U.K.-based set-top manufacturer Pace issued a statement Monday confirming that it submitted a proposal to Google to potentially acquire Motorola Mobility’s Home business, while Arris also has reportedly made an offer for the set-top unit.
“Pace confirms that it has submitted an indicative, non-binding, proposal to Google in respect of a potential acquisition of its Motorola Home business,” the company said in a statement announcing the suspension of trading in its shares. “Discussions with Google are currently at a preliminary stage and there is no certainty as to whether any agreement regarding any transaction will be reached.”
Pace did not disclose the financial terms of its offer. The company said that under U.K. financial rules, the potential acquisition of Motorola Home would be classified as a “reverse takeover” given its size relative to Pace and that as a result, the ordinary shares of Pace were suspended from trading on Monday afternoon.
Google had set a Friday, Dec. 7, deadline for bids for the Motorola unit, with the “most compelling” offers coming from Arris and Pace, Bloomberg reported, citing an anonymous source. The bids were expected to be between $1.5 billion and $2.5 billion, and Google indicated it might help finance a deal, The Wall Street Journalreported last week.

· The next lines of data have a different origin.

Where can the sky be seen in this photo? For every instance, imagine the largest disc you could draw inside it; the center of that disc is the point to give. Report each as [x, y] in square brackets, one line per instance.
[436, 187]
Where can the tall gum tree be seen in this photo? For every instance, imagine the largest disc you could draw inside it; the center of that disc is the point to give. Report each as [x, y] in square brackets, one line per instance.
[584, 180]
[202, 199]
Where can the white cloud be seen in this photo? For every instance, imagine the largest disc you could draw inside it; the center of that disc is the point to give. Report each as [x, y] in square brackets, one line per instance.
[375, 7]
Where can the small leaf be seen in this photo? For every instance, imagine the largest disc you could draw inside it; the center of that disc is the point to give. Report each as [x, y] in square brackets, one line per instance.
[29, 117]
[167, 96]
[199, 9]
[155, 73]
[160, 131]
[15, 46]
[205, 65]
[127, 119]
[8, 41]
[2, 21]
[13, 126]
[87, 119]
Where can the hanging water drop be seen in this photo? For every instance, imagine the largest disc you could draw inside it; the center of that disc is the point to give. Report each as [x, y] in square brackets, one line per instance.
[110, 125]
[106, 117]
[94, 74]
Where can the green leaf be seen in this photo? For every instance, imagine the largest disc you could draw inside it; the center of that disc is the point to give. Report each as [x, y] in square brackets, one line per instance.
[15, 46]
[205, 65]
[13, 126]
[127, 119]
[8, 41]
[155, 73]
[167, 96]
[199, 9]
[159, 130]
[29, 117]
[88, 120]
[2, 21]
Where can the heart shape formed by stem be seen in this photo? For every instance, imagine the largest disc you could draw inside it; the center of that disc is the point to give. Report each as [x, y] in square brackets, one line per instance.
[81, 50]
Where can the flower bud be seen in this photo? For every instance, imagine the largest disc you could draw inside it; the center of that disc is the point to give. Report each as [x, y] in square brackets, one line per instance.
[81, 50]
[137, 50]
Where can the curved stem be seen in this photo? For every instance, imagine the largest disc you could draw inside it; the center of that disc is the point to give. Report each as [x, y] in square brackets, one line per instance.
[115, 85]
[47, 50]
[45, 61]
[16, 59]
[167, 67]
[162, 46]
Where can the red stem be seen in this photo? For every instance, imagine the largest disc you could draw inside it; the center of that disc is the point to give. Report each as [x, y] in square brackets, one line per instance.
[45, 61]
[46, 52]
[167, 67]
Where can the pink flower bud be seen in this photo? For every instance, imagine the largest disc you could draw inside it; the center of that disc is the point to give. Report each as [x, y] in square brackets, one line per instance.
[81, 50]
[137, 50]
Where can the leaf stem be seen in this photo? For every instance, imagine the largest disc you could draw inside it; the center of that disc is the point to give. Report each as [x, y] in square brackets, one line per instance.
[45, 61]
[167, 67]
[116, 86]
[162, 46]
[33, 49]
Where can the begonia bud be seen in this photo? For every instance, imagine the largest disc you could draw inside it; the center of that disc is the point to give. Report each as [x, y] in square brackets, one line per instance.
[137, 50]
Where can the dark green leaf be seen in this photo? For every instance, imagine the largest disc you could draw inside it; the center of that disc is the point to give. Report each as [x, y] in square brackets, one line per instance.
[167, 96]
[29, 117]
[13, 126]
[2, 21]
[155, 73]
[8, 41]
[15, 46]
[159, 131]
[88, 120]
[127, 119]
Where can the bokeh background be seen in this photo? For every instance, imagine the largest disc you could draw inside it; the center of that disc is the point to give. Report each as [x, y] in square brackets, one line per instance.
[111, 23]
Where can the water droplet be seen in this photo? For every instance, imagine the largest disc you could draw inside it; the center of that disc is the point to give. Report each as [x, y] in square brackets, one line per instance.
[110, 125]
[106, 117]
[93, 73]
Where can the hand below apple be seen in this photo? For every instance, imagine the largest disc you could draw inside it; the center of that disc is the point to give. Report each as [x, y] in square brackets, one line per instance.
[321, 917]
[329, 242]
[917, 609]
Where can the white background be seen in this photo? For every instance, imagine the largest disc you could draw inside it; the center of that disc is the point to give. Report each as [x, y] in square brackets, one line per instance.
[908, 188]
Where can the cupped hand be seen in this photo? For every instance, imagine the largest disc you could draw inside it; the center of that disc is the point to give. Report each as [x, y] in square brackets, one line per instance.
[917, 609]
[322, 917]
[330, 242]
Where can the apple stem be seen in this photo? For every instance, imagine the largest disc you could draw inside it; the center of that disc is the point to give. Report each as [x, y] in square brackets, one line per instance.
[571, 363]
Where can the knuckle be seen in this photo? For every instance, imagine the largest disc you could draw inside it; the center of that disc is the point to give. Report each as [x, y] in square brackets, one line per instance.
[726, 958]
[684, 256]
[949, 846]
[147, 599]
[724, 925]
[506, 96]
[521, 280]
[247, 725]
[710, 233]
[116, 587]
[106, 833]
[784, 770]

Representatives for Google, Motorola and Arris have declined to comment on the matter. Reports surfaced earlier this summer that Google selected Barclays to handle the sale of the cable-focused Home unit.
Pace said trading of its shares will recommence “either on sufficient information on any potential transaction being provided publicly to shareholders, whether in the form of a prospectus or otherwise, or on the release of an announcement confirming that Pace is no longer in discussions with Google regarding the potential acquisition of the Motorola Home business.”
In May, Google closed the $12.4 billion cash acquisition of Motorola Mobility, driven largely by Google's desire to obtain the latter's patents. In August Google announced plans to lay off about 20% of Motorola Mobility's workforce, eliminating about 4,000 jobs, and subsequently said it may make additional cuts.
Google decided to sell the Home group “due to the costs and the fact that cable customers might be leery of doing business with Google,” the WSJ reported.
In June, Google named Marwan Fawaz, formerly chief technology officer of Charter Communications, to run Motorola’s Home group -- a move some observers interpreted as an attempt to reassure MSOs that the business was in good hands. In an interview in October, Fawaz insisted that large cable operators and other service provider customers have not been “distracted” by the Google acquisition.